A simulated lung model representing a homogenous pathology was used, which excluded patient-specific variations such as spontaneous respiratory efforts. This approach, while valuable to control parameters in respiratory care, introduces limitations in generalizing the findings to clinical scenarios where diverse pathophysiology is often present in pediatric critical care. It is recommended that future research incorporate dynamic and heterogeneous models to better reflect real-world conditions. With deposition significantly increased with the nebulizer placed proximal to the ETT, its potential impact on patient comfort and compliance should be further examined, especially in populations where proximity to the airway may pose challenges.
The use of a jet nebulizer was chosen because it reflects current clinical practice for delivering aerosolized medications to intubated pediatric patients. Although cost-effective and widely used, performance-wise, jet nebulizers are less efficient than newer technologies, such as vibrating mesh nebulizers (VMNs), which consistently deliver smaller particle sizes [
8]. Comparative studies examining the relative deposition efficiency of VMN technologies with traditional devices such as the jet nebulizer are recommended, particularly in both manual and mechanical ventilation contexts. Additional research on aerosol particle size is strongly encouraged. While the particle size produced by the nebulizer used in this study has been previously validated as being within the optimal range for pulmonary delivery, direct measurements of aerosol properties, such as mass median aerodynamic diameter (MMAD), geometric standard deviation (GSD), and electrokinetic stability, could provide valuable insights into the mechanisms influencing drug deposition. These investigations would enhance the understanding of how particle size and aerosol characteristics interact with circuit configurations and flow dynamics to impact overall efficacy.
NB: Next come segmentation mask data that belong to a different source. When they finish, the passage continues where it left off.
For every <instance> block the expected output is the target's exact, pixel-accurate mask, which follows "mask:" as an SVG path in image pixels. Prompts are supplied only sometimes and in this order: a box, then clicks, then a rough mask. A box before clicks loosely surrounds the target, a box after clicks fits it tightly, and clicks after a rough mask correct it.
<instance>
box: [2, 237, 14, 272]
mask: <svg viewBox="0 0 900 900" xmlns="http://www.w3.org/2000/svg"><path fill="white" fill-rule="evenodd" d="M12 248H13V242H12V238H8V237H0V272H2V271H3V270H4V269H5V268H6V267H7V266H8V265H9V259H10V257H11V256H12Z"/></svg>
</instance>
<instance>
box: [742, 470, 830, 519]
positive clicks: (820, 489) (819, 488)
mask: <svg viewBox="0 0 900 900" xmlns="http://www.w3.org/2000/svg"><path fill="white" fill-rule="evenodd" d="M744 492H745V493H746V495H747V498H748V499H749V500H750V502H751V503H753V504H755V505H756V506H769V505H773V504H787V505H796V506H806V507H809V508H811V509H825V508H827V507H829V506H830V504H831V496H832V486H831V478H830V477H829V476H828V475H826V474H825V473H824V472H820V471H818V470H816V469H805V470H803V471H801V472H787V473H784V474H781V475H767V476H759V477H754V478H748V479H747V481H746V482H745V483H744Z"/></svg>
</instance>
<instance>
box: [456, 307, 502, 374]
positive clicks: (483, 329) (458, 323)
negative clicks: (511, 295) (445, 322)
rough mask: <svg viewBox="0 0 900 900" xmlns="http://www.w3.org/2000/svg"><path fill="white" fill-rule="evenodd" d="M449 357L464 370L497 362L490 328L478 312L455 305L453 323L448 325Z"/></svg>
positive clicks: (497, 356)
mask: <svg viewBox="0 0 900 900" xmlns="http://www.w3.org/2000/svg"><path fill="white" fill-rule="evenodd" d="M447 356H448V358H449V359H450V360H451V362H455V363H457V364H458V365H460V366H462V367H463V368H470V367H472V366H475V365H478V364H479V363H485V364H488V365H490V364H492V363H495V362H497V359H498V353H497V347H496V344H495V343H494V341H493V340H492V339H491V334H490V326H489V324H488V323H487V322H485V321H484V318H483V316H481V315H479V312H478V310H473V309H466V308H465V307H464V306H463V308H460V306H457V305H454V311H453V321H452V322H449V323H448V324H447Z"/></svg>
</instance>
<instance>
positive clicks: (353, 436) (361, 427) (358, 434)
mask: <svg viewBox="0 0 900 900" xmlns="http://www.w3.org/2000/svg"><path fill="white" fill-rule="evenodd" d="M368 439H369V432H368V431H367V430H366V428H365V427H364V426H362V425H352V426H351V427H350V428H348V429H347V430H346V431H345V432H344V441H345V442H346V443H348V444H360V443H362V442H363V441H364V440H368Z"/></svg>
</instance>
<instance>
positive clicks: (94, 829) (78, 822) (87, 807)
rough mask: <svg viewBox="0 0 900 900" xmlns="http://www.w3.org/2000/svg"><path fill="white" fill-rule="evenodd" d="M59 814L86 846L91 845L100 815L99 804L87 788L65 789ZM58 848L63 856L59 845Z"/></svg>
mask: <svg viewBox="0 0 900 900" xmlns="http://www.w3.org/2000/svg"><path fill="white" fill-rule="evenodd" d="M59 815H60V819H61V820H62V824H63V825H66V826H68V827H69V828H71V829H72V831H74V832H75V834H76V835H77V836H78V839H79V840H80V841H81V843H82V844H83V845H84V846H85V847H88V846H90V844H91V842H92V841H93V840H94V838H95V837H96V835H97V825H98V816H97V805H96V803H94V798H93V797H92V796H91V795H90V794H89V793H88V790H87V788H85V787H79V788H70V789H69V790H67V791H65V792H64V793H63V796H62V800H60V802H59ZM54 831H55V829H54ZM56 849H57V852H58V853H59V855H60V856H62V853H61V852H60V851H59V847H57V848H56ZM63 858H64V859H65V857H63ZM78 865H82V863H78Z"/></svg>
This research provides actionable evidence for optimizing aerosol therapy in pediatric populations using manual ventilation. It is suggested that clinicians (1) position the nebulizer proximal to the patient’s airway to minimize dead space; (2) remove unnecessary dead space within the circuit to reduce airflow disruption; and (3) limit total flow to minimize turbulence and enhance the operation of the manual ventilation bag. While these findings are promising, several variables remain unexplored. The characteristics of different medications, the comparative efficacy of mechanical versus manual ventilation in aerosol delivery, and the direct relationship between particle size and therapeutic outcomes require further investigation. Future studies focusing on these aspects are strongly recommended to provide evidence that can further improve the management of intubated pediatric patients.